Find out more: IFAD’s support for land and natural resource tenure security

Strengthening women’s land rights, lessons from IFAD supported projects in sub-Saharan Africa 
The presentation focused on current challenges and existing solutions to women’s access to land. In the context of a growing momentum for women’s land rights advocacy, three successful initiatives from IFAD supported projects were presented:

The first case concerned land use planning in the context of the Sustainable Rangeland Management Project in Tanzania: building on customary rights, the project supported the development of joint village land use planning, supporting the sharing of land across village boundaries. The process involved women as decision-makers, creating a platform for (re)negotiation and sensitization on women’s land rights.

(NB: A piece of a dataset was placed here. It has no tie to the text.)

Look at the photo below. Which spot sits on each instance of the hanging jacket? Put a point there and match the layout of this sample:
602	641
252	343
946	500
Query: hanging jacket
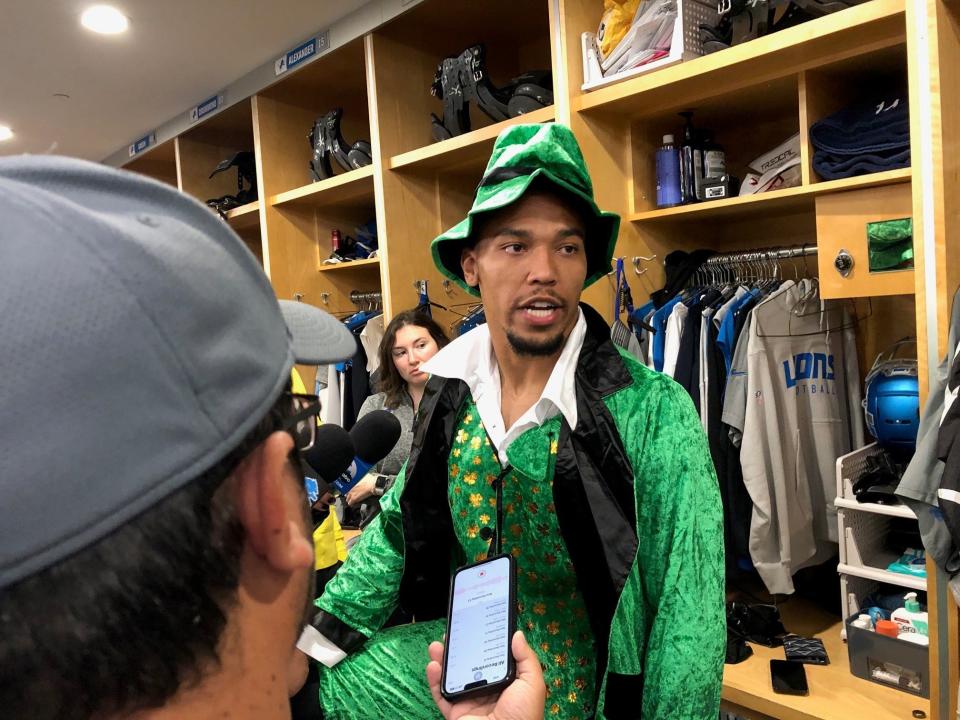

A second initiative addresses barriers to women’s access to land at the household level. The intra-household negotiation approach is part of the Gender Action Learning System (GALS) and includes visual representations by household members of the family’s Vision Journey and the Gender Tree. This approach has been used among others the Community based Poverty Reduction Project in Sierra Leone, where it has fostered collaboration and transformational change.

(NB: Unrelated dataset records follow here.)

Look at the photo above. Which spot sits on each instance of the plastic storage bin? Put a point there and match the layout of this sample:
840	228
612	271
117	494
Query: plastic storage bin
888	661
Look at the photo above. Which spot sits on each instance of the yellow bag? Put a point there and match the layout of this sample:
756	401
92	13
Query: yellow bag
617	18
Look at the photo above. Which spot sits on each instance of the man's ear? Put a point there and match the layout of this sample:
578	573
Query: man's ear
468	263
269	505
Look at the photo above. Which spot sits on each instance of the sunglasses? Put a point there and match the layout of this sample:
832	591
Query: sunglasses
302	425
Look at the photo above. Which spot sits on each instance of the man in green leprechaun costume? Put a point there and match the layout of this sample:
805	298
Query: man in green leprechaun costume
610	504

The third case presented was that of the Vegetable Oil Development Project in Uganda, where a Public-Private-Producers Partnership has been established to link smallholder producers to a private company, with monitoring and support from the public sector. Representation of female smallholders within the producers’ association, as well as the productivity and economic empowerment that have followed the establishment of the partnership, has allowed women to access tenure security, combined with profitable agricultural production.

Find out more:
> Gender action learning system
> Household Methodologies

Fostering transparent and evidence-based reporting on large-scale land-based investments: the case of the Vegetable Oil Development Project in Uganda
The study conducted an extensive review of the reporting on a project supported by IFAD - the Vegetable Oil Development Project” (VODP) in Uganda – specifically the oil palm component, with the objective to shed light on the dynamics behind the circulation of information on large-scale land-based investments. The oil palm component of VODP was chosen based on the high amount of information that has been generated on its impact, and on the apparent irreconcilability of much of the information produced. The study investigates the sources and dissemination of information, by analyzing media, NGOs, international organizations and online platforms’ practices on information management and sharing.

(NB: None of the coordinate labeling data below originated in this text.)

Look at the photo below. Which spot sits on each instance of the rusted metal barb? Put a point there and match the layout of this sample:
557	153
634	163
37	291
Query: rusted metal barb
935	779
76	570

The objective of the study was to foster a more balanced and evidence-based discussion on land rights reporting systems. The analysis of sources of information on the project is aimed at understanding how to better manage the dissemination and analysis of information on rural development projects touching upon sensitive issues, such as land access. The review of over 100 sources of reporting on VODP leads among others to some observations around the issue of source validation. Information produced through on-the-ground research is often repeatedly sourced by new studies referencing them. The use of second-hand information is all the more widespread as the cost of conducting independent impact evaluation, including of land tenure projects, is a costly and lengthy endeavor. Due to this, issues arise when it comes to validating the information reported by others. In this sense, the creation of channels for more constructive engagement would help moving the conversation forward in a way that can positively impact the development of a project.